The indie company was Neufeld’s Patient Mango Theatre. And Rocky Horror was Lindholm’s “first musical ever,” he says cheerfully. “A fresh kill for theatre!” laughs the exuberant Neufeld.
Lindholm’s musical theatre debut was in the ‘go big or go home’ mode — a starring role as the guileless, wholesome Brad who finds himself, one dark and stormy night, doing the time warp again with his girlfriend in the stronghold of Dr. Frank N Furter. It was a departure for the affable Lindholm, “more into fine art and drawing than theatre as a kid.”
Since that rocking affair at Dr. Frank N Furter’s place, the Edmonton native has moved to Toronto, where he records, produces and performs original musical under the name Mow Mow. (You can hear songs from his new album Bad Memories on Spotify and ITunes). But Neufeld has lured him back to his home town for such Fringe hits as Hair, BARE, Reefer Madness, and more recently, Bat Boy The Musical.
Last seen by Edmonton audiences in the Schmidt/Darrin Hagen musical Klonkdykes at Theatre Network, Neufeld says she’d “picked up the directing bug” from her high school years at Scona, under Linette Smith’s mentorship. “I had no directing experience except little projects,” she shrugs brightly “But you just can’t wait for people to offer you things! You just have to take a chance!” She savours the word “risk” like someone enjoying a particularly tasty canapé. Which is a sentiment that Bonnie Parker might have appreciated.
“I wasn’t raised in the arts at all!” Until a fateful production of Little Shop of Horrors in Grade 11 proved addictive — “a gateway musical!” she laughs — Neufeld was going to be a psychologist. “And here I am!”
Of her cast-mate she is equally enthusiastic. “He’s got ideas! And he’s going places!” she declares, describing Lindholm’s sound as “very electronic pop. Alternative. Dance-y. With a synthetic 80s vibe….”
After last summer’s Patient Mango/ Straight Edge Theatre success with Bat Boy The Musical, the pair will be back together again at the upcoming Fringe, with “another alt-camp musical,” as Neufeld describes the horror gore cult extravaganza Evil Dead The Musical. “A beast of a show, with lots of music and lots of blood!”
Meanwhile, there’s a small-scale musical that Neufeld and Lindholm, along with musical director/pianist Nick Samoil, have all to themselves.

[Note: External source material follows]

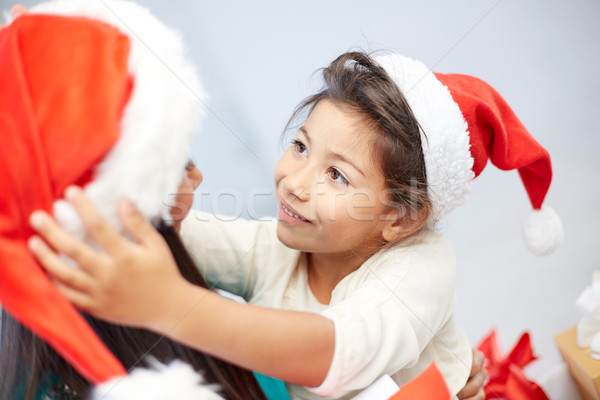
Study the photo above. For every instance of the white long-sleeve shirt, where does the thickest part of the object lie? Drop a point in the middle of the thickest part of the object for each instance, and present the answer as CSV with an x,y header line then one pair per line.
x,y
393,315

The music, says Lindholm, “is kind of a pop take on the western, musical theatre-type pop that is…. It hits on a lot of styles, but it lives in pop.”
“Since we don’t play other characters,” says Neufeld, “we’re finding a way to have it still feel like a full world.”
So, were Bonnie and Clyde in love? Neufeld and Lindholm grin, pause to consider, and opt to keep it mysterious. “That would be a spoiler!”
PREVIEW
Bonnie & Clyde: the two person six-gun musical
Theatre: Northern Light
Directed by: Trevor Schmidt
Starring: Amanda Neufeld, Matthew Lindholm
Where: PCL Studio Theatre, ATB Financial Arts Barns, 10330 84 Ave.